Who should skip it: Anyone not already in Adobe's ecosystem. Canva offers more templates and easier learning curve at a similar price. Express only makes sense as part of a larger Adobe subscription.
The Verdict: Who Should Pick What
Stick with Canva's free tier if: You're earning under $2,000/month from courses, need mostly slides and social graphics, and can live with "good enough" AI features. The free tier genuinely works for 70% of course creators indefinitely.
Pay for Canva Pro ($119.99/year) if: You're earning $2K-$10K/month, create 15+ graphics weekly, and the Brand Kit time-saver would reclaim 2+ hours per week. Or you're a verified teacher getting it free—then it's a no-brainer.
Choose Figma's free tier if: You work with a team or designer regularly, need version control, and can invest a weekend learning professional design software. The 3-file limit works for solo creators managing 2-3 active course projects.

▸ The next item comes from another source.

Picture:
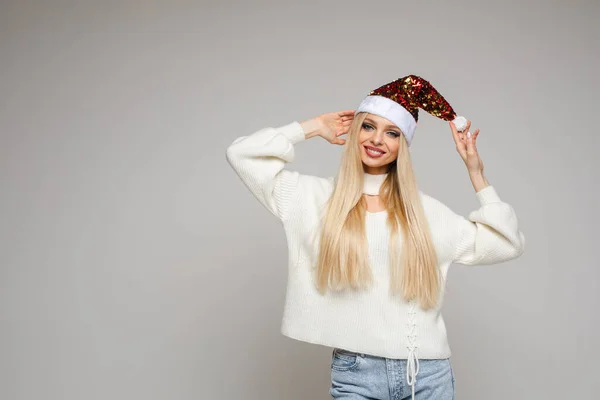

Pay for Visme ($12.25-$29/month) if: Your course content is data-heavy (analytics, research, finance) and you need professional infographics or SCORM export for LMS interactivity. Otherwise, skip it.
Pick Snappa ($99/year) if: You're on a tight budget, primarily need social graphics, and already have brand fonts. The unlimited downloads justify the cost only if you're batching 50+ graphics monthly.
Choose Adobe Express only if: You already subscribe to Creative Cloud for video editing and want template access without learning a new tool. As a standalone purchase, Canva is better.
When none of these work: If you need truly professional-grade AI images, add Midjourney ($10/month) alongside whichever layout tool you choose. And if your course targets corporate clients with strict brand guidelines, budget for a designer to create master templates you customize yourself—these tools are 80% solutions, not 100%.
Final Recommendation
Most course creators reading this should start with Canva's free tier today and only upgrade when they're earning enough that $120/year feels trivial. The free version handles slides, workbook covers, and social posts without crippling limitations, and you can always upgrade later when revenue justifies it.
If you're a teacher, verify your educator status immediately and get Pro free—it's the best deal in this entire category and removes any reason to consider competitors until you're building a team.
For the 10% of course creators who need data visualization or team collaboration, Visme and Figma solve specific problems Canva doesn't. But honestly? Most of us are better off mastering one tool deeply than tool-hopping for marginal feature gains. Pick Canva, learn it thoroughly, and spend your energy on course content that actually generates revenue.